Ma passiamo ora alla plenaria e al simposio di Arntz, entrambi molto interessanti. Arntz infatti non si è limitato a riversare sull’uditorio la solita carrellata di dati che dimostrano quanto questa terapia sia efficace. Intendiamoci, ha comunque mostrato dati positivi, quasi trionfali (anche troppo, un po’ di prudenza non guasta). La Schema Therapy si sarebbe dimostata superiore alla transference focused therapy (TFP) di Kernberg e alla Dialectical-Behavioral Therapy (DBT) della Linehan nel trattamento dei pazienti borderline. Inoltre, dice Arntz, la Schema Therapy può essere adattata per gruppi di pazienti molto gravi in ambiente ospedaliero psichiatrico (però aggiungendo una massiccia dose di skills training alla Linehan, va ammesso questo) e addirittura avrebbe effetto su una classe di pazienti tradizionalmente intrattabili come i sociopatici con problemi giudiziari (forensic patients).

Ma Arntz ha fatto anche un discorso critico e riflessivo sul processo terapeutico della Schema Therapy. Insomma, si è chiesto come funziona la terapia di Young, senza dare per scontato che la dimostrazione dell’efficacia si tramuti automaticamente in dimostrazione del meccanismo ipotizzato teoricamente.

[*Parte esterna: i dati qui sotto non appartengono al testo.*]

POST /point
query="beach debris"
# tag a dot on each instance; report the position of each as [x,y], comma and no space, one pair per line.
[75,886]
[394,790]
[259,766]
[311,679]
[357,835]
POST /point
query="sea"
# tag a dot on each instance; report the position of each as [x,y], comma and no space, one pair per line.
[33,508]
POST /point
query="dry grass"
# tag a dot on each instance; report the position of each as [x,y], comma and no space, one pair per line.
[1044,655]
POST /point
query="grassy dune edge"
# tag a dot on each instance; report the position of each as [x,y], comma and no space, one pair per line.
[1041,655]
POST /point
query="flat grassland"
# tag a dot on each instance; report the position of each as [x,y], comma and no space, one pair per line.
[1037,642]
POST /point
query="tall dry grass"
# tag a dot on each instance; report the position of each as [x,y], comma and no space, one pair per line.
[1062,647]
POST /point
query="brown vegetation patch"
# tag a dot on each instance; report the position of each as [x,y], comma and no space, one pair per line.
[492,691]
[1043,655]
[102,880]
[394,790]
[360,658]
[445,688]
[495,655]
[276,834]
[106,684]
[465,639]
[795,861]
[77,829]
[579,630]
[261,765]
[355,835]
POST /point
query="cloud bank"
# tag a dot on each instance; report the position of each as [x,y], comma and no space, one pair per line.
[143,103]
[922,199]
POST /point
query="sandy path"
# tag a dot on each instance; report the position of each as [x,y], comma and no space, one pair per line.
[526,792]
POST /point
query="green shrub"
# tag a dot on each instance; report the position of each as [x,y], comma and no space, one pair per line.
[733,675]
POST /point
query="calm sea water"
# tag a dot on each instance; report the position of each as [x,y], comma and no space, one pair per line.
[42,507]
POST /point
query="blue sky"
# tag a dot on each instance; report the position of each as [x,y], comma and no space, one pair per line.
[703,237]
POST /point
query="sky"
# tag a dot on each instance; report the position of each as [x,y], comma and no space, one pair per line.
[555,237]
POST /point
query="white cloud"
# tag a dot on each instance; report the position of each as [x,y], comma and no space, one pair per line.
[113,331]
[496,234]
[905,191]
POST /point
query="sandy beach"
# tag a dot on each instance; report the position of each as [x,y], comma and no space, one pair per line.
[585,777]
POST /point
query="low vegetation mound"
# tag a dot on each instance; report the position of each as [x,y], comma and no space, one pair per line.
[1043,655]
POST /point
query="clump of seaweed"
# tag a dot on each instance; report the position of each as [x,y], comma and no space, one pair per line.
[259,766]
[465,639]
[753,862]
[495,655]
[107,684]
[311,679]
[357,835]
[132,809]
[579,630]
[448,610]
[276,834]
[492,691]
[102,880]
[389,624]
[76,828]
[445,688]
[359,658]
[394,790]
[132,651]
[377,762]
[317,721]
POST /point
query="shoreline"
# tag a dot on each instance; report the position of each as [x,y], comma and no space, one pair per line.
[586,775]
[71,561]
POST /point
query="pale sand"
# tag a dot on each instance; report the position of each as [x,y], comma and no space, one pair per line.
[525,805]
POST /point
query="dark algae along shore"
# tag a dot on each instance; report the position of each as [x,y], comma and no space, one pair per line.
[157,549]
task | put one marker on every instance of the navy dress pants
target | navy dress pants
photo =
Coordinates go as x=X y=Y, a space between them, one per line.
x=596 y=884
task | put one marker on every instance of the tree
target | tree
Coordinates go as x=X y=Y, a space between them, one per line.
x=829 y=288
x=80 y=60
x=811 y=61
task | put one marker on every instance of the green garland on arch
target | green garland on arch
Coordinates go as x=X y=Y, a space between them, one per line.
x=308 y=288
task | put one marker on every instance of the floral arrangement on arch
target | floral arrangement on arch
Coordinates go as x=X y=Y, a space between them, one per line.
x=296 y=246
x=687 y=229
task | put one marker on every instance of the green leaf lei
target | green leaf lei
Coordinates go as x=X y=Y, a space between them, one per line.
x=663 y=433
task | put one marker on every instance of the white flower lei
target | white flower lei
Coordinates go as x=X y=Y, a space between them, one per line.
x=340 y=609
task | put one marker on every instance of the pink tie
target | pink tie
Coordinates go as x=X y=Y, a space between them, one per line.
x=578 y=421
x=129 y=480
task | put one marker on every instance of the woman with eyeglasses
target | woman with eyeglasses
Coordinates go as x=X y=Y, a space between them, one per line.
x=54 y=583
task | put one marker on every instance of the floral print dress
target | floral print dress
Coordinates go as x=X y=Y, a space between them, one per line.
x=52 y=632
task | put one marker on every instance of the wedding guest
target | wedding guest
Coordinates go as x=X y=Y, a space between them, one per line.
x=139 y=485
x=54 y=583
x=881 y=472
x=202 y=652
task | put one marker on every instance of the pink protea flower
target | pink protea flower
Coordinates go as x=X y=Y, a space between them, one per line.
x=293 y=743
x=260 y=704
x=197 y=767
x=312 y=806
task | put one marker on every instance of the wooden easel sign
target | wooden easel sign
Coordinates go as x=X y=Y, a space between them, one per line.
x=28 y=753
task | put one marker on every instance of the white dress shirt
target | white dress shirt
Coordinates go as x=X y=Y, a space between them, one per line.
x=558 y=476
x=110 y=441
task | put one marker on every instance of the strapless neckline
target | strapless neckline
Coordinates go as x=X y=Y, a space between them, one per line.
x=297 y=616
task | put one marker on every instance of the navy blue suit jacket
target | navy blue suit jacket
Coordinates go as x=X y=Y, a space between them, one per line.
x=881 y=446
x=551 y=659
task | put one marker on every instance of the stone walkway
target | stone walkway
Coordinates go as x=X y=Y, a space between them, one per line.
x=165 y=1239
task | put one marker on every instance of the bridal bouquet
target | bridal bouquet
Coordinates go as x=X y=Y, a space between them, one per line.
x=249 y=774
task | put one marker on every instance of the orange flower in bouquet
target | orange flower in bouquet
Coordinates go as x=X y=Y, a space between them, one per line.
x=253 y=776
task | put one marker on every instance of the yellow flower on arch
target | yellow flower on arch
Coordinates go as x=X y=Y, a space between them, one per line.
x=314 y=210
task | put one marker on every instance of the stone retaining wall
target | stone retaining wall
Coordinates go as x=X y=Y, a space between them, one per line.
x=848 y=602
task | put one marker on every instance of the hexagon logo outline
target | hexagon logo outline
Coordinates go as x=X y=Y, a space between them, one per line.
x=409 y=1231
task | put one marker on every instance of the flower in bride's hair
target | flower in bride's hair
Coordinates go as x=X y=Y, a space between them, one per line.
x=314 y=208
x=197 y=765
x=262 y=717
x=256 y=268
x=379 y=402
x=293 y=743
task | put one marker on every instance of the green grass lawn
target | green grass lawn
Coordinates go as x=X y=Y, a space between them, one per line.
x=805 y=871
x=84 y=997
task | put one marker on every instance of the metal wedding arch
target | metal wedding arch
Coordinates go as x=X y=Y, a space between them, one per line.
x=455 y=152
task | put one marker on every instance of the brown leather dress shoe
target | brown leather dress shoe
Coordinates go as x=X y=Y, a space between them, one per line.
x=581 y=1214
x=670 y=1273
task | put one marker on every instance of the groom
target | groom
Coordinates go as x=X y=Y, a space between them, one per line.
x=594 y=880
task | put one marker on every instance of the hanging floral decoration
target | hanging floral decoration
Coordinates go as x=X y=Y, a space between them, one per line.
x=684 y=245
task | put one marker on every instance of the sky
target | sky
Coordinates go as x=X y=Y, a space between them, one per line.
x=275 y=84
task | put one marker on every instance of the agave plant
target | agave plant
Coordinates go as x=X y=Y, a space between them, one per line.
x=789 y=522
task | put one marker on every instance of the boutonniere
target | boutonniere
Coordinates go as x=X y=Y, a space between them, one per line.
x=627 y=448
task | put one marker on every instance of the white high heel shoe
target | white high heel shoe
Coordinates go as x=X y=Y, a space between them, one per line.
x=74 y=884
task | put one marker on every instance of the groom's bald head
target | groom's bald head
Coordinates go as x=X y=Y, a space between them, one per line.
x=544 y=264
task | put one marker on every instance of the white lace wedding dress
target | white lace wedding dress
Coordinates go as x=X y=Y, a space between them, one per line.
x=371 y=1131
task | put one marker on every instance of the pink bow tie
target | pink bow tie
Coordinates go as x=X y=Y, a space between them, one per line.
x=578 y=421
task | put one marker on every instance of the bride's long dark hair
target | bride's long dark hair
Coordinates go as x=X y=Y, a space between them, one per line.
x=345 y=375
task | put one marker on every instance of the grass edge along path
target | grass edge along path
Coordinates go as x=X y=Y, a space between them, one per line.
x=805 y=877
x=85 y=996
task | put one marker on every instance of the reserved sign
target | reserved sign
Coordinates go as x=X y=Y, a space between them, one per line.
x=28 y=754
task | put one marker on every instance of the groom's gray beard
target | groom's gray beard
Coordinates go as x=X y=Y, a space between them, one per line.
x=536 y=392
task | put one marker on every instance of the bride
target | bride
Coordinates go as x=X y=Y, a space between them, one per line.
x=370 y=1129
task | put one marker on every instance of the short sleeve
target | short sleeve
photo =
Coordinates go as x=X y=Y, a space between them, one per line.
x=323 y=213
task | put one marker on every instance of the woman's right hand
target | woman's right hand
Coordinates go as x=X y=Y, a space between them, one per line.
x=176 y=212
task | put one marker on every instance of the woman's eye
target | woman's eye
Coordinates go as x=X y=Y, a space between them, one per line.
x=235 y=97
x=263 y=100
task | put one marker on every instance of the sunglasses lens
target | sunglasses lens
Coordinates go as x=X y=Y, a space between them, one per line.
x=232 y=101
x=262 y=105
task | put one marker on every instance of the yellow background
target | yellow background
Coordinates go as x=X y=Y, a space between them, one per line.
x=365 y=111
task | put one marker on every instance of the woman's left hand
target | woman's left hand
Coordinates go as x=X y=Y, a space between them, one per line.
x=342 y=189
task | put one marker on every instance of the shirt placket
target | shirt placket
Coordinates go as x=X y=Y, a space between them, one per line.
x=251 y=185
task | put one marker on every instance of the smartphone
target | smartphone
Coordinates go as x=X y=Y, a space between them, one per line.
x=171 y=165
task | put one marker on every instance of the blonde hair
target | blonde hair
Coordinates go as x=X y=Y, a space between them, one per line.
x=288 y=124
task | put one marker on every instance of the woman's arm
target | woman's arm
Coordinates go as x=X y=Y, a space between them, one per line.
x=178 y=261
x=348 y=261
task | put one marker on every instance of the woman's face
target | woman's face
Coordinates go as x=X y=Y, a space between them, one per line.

E quali meccanismi terapeutici ha discusso Arntz? Relazione, tecnica, modello teorico ed effetto del training. Sulla relazione Arntz ci ha tenuto a sottolineare che non si tratta del solito meccanismo aspecifico comune a tutte le psicoterapie, ma del tipico stile relazionale del terapeuta cognitivo: accogliente, direttivo e facilitante. Per Arntz questo tipico stile ha un effetto non generico, ma specifico per la terapia cognitiva. E lo dimostra portando dei dati che confrontano lo stile del terapeuta di Schema Therapy con un terapeuta di formazione analitica che segue il protocollo di Kernberg, la terapia focalizzata sul transfert (TFP). Il terapista TFP è meno direttivo e meno coinvolto direttamente nell’incoraggiare l’emersione di stati d’animo intensi. E questo atteggiamento sarebbe meno efficace di quello del terapeuta cognitivo di orientamento Schema Therapy.

Definita così, la relazione terapeutica è direttamente in connessione con la tecnica, che per Arntz è il fattore più probabilmente responsabile dell’efficacia della Schema Therapy. E come fa a sostenerlo Arntz? Citando studi di aderenza.  Cioè gli studi che correlano il grado di aderenza dei terapeuti ai principi tecnici della terapia che essi seguono. Nel caso della Schema Therapy, la correlazione è particolarmente forte e questo, per Arntz, significa che il contributo della tecnica al successo terapeutico è particolarmente forte. Questo significa che la combinazione di tecniche esperienziali con le tecniche classiche emotive è un’idea probabilmente vincente.

E il contributo del modello teorico? Per Arntz questo è un aspetto più difficile e complesso da dimostrare. Tuttavia si deve sottolineare come nel modello teorico di Young, tecnica e aspetti relazionali specifici siano intrecciati. Il modello teorico, dunque, più che essere un fattore che spiega direttamente l’efficacia della terapia potrebbe essere semmai la cornice che contiene coerentemente il tutto.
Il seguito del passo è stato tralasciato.